A) Topographic map (left panel) shows overall activity (no contrast) across all conditions in the time-window in which we observed a main effect of cue (Figure 4C, left panel). The cue effect (difference between cued and uncued) is plotted in the right panel, separately for targets vs. noise stimuli and for drug condition (ATX/DNP/PLC). Post-hoc tests revealed that the cue effect was not modulated by drug condition, stimulus identity (target or noise), nor was there a three-way interaction between cue, stimulus identity and drug condition. B) Same as A, but for the stimulus identity effect. The stimulus identity effect (difference between target and noise stimulus) is plotted in the right panel split up for drug and cue (cued/uncued) conditions. The stimulus effect was not modulated by the drug and cue conditions and we also did not observe a three-way interaction effect.

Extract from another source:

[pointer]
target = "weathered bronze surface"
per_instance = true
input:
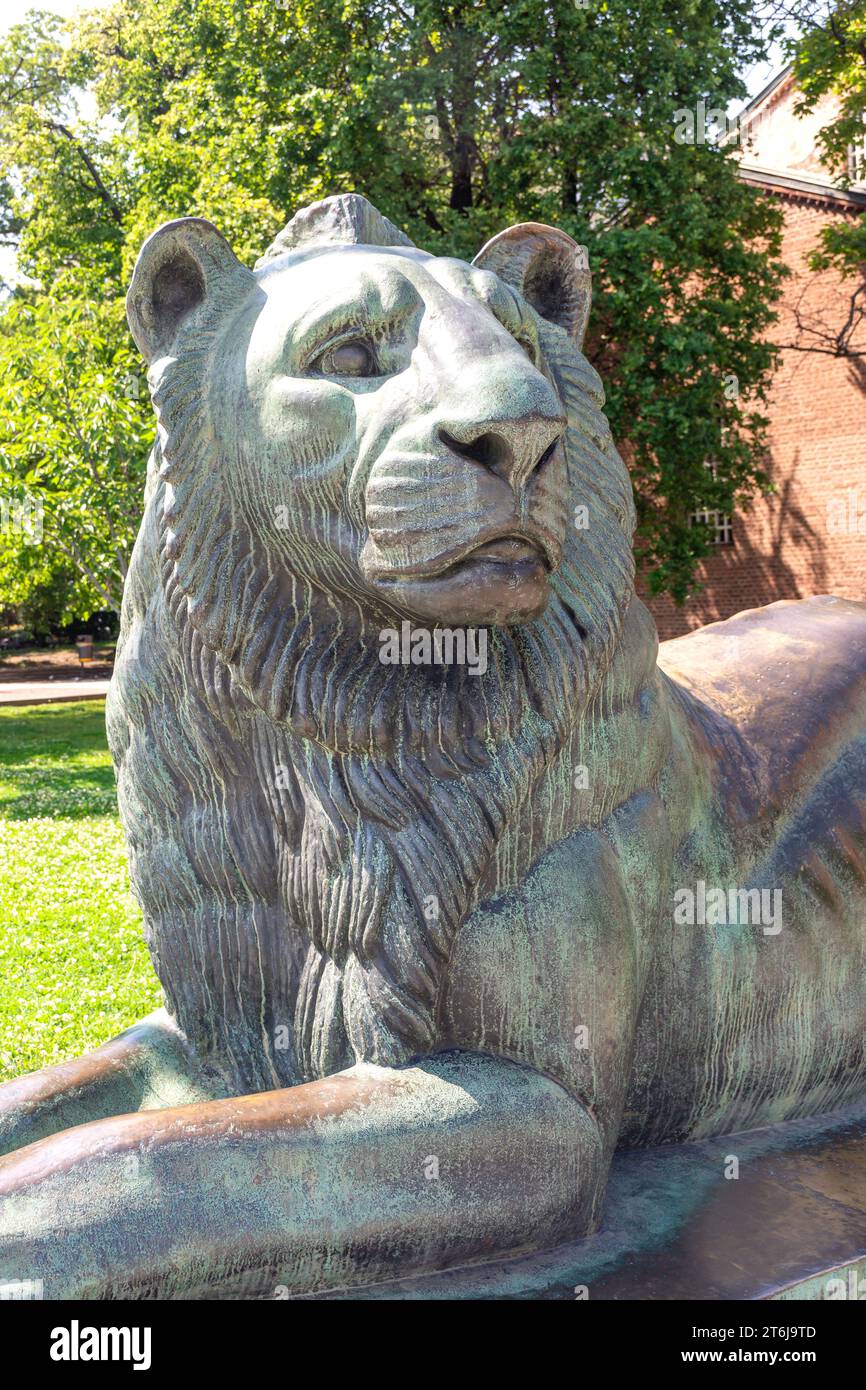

A) Late cue-locked activity. The difference in activity between hemispheres associated with the cued and uncued location (contra minus ipsi) for the time window of 198ms-362ms. A trending interaction between cue and drug was observed, but pairwise post-hoc tests showed no reliable differences for ATX/DNP vs. PLC separately. Note that x demarks p-value for pairwise (drug vs. PLC) interaction effect. B) To test whether alpha-band lateralization bears any relation to task performance, we grouped trials in two bins according to the level of alpha-band suppression in the late time window (median split: strong vs weak alpha-band lateralization). We observed that trials with strong alpha power lateralization were associated with better performance when targets were validly cued vs when they were invalidly cued (F1,27=5.14, p=.03, ƞ2p=0.16). Efficient allocation of attention thus aids performance for validly cued trials, but harms performance when the target is presented at the unattended location. Enhanced neuromodulatory activity did not alter this relationship (3-way interaction: F2,54=0.63, p=.54, ƞ2p=0.02, BF01=4.33).